Is not that so at present?

No, not quite. That is not the position at the moment. They can, if they have got through the leaving certificate, get into the universities but I think the converse is not true. People can get into the university who are not able to pass or who have not reached the standard of the leaving certificate. I know that when you are getting them into the secondary schools it is only fair that they should have reached a certain standard and similarly in the universities. I am afraid that the ideas that were suggested here—with which I disagree— lead me into another matter, my statement with regard to what the universities do. I have never said that universities do not give a culture as part of their province whilst they are preparing students for the particular professions, that there is not a certain amount of culture given at the same time and that the students do not get a certain inspiration and desire for learning. I believe they do but I want to say that you cannot depend on the universities as those who read Newman think you can depend upon them. You cannot, because, again, the stress is too great. On the occasion on which I spoke I wanted to lay stress on the fact that where we get education in its most liberal form is in the secondary schools and that we have to get it there if we want to have education of the really liberal type. May I say that they are beginning there to look ahead and to specialise too and while there is a certain amount of pressure, I think the pressure is nothing like the pressure you will have in the universities, where the student says: "I have four or five years to get through my examinations. After that time my parents will be no longer able to support me. I will have to support myself and I must qualify for my profession as quickly as possible." I think that particular idea enters very strongly in the university and that it dominates the life of the students while they are there unless they are the children of wealthy parents who can afford to face life differently.

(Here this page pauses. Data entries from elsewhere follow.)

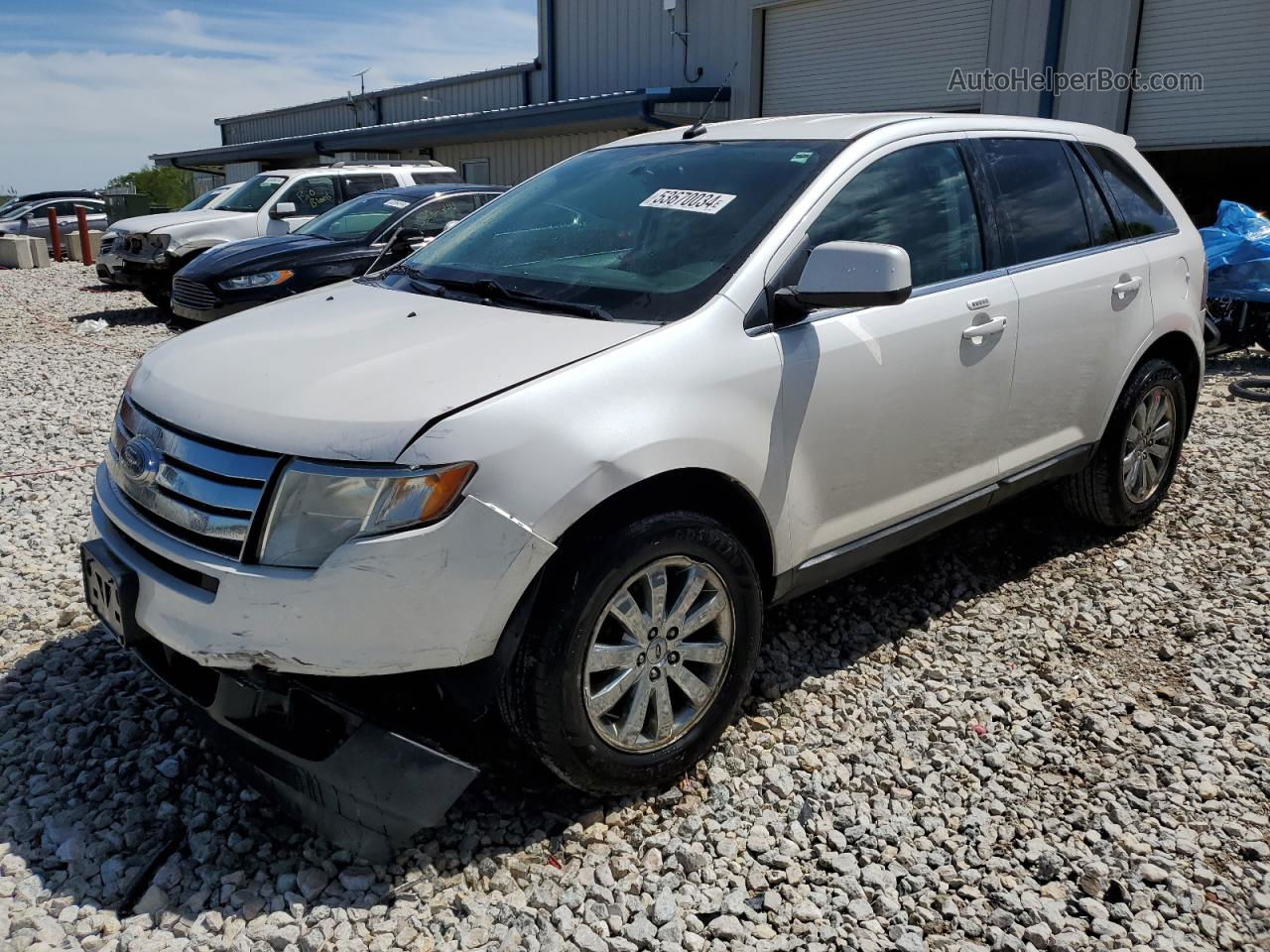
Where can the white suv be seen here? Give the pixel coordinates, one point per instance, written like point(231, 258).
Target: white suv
point(558, 462)
point(145, 253)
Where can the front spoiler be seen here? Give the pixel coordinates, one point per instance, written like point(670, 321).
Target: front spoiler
point(362, 785)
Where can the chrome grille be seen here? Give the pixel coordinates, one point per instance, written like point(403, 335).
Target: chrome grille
point(190, 294)
point(199, 492)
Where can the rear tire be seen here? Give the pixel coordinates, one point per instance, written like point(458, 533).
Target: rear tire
point(615, 726)
point(1133, 466)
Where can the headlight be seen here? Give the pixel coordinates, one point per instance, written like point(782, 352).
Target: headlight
point(255, 281)
point(318, 508)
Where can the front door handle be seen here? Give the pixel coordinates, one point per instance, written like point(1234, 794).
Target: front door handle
point(1125, 287)
point(982, 330)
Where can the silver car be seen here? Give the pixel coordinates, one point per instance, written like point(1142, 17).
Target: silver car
point(32, 217)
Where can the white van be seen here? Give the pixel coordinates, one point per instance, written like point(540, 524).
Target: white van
point(145, 253)
point(554, 466)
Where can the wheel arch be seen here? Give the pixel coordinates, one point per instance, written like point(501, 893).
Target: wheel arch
point(706, 492)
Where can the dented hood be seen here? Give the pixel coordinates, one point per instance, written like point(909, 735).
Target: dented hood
point(353, 371)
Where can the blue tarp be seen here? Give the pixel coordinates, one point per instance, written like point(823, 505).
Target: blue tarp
point(1238, 254)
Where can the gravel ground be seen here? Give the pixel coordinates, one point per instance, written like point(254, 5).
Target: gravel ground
point(1017, 735)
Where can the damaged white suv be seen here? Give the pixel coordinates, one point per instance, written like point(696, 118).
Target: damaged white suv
point(562, 458)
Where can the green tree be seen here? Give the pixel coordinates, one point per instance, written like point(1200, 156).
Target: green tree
point(166, 185)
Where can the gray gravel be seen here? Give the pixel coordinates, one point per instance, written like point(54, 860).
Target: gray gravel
point(1016, 737)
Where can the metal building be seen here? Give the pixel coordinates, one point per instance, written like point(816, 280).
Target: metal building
point(611, 67)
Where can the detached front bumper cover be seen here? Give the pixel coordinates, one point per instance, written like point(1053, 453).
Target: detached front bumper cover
point(363, 785)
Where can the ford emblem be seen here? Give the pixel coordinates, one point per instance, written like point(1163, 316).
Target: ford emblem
point(141, 458)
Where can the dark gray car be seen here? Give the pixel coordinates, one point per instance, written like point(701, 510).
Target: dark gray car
point(32, 217)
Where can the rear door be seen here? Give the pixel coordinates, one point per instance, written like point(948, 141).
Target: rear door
point(1083, 295)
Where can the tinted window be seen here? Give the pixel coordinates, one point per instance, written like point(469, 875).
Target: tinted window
point(361, 184)
point(917, 198)
point(1102, 223)
point(1142, 209)
point(312, 195)
point(1039, 197)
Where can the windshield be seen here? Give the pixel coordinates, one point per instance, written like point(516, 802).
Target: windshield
point(644, 232)
point(202, 200)
point(357, 218)
point(252, 194)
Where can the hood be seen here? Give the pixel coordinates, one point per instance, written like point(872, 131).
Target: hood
point(353, 371)
point(257, 254)
point(145, 223)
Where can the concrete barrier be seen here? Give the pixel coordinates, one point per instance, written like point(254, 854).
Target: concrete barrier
point(16, 252)
point(72, 245)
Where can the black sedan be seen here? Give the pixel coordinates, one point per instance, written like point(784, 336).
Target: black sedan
point(366, 234)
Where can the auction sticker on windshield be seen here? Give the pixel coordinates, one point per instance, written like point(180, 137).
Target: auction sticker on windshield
point(684, 200)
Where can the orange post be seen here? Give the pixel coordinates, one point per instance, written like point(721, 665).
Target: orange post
point(85, 245)
point(54, 234)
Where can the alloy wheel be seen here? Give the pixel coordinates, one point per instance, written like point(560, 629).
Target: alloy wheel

In the secondary schools, of course, you have also to face the possibility of pressure, but I think that I was right in saying that for general culture, particularly if you want it to affect the life of our people as a whole, we will have to depend very largely on the secondary schools to give it to us. Remember, I am not thinking for a moment of a mere preparation for a profession. I do not want to pretend that you cannot have liberal education while that is being done. I believe an apprentice to an educated carpenter can become an educated man. If the carpenter does his work in the right way he can give a liberal education even while he is doing his work. It depends upon whether he himself has the right spirit and the right mind and the right soul. I do not want to pretend for a moment that in a fundamental sense, not perhaps in the traditional sense, a liberal education cannot be given. I believe it can be given, in the best sense, by a carpenter to his apprentice. But these would be the exceptions. We have got to consider how we are to try to make that education available for large numbers. That brings me to this question, that research is not a thing that can be directed. That is not the experience of the world at all. Our geniuses are much too rare, and if we had to wait until the exceptional genius turned up the world would not have made the progress that it has made. These geniuses at times give certain direction. They do a tremendous lot of work themselves but the sum of human knowledge, the advance that has been made in human knowledge, cannot be measured simply by adding together all that these geniuses have done. Great advance has been made by the organisation of knowledge. The marvel to me has always been how, considering the shortness of human life, it is possible to make the advance that we have made. It has been made principally because we have this method of organising it. Through publications and otherwise we organise it in that form and you are organising it through these great institutions.

The subject, as I said, is frightfully wide and all the topics that were dealt with were such that would lead one to talk for weeks on it. I only want to assure the Senators that, first of all, the linking up of the two was not done without thought, that the objections which have been raised here were in my mind and that I tried to meet these objections as far as I could. I believe that it is wise to link them. I wanted financial control to be as light as possible and I do not think that it is heavier than is necessary. If there is any way in which the fundamental need of providing the cash and giving reason for its expenditure can be secured without the provisions of the Bill, I am quite prepared to meet it. Although I do not agree with the arguments, I cannot say that I have not been satisfied with the way, on the whole, in which the Bill has been received. I think it has been well received and I do want to say that, naturally, I have a lot of other things I should be dealing with, and I would not have chosen either to-day or this particular time for the Second Reading of this Bill, but I felt that, no matter what pressing things there may be to do, as long as this work was undertaken, it was good national work. I think we should not simply let it pass by because of the present circumstances. Therefore, I hope that the Seanad will give us the Second Reading. I would like to get the Bill through because until it is through there will be a certain amount of concern about it and I would like to have it off my mind to take on other things, but if anybody thinks he can improve this between, say, now and next week, I would be prepared to leave it over for a week although I think it has been discussed fairly fully in the Dáil. We have tried to make all the amendments and I would like to get it through as quickly as possible. Of course, that is a matter I would leave to the Seanad.

Does that mean that the Taoiseach would like the Committee Stage to-morrow?

As soon as possible.

Question put and declared carried.


Will the Senators challenging a division stand in their places?

Senators Crosbie and Counihan rose.

The names of the Senators will be recorded as dissenting. When is it proposed to take the Committee Stage?

I think most of us would like to assist in every way we could, but I know I would have made certain other criticisms which, I think, would lessen the public debate each year and it would not be possible to have the amendments handed in by to-morrow. It is not a question of trying to delay it. For that reason, I would much prefer to take the Committee Stage next week. I do not know whether that would be acceptable.

That is a matter for the Seanad. Naturally, I do not want to urge this thing. I would like to have it as much an agreed measure as possible.

I strongly oppose taking the Committee Stage to-morrow. This measure cannot be urgent and, as a matter of Parliamentary practice, we ought to take time to consider it, even if we do not have any amendments.

I suggest this day week, or the first day of sitting next week, as we may sit on Tuesday.

It is not a matter of curtailing time, but I have a number of other things to attend to, and I should like to get this off my mind.

Committee Stage ordered for Wednesday, 22nd May, or Tuesday, 21st May, if the House should sit on that day.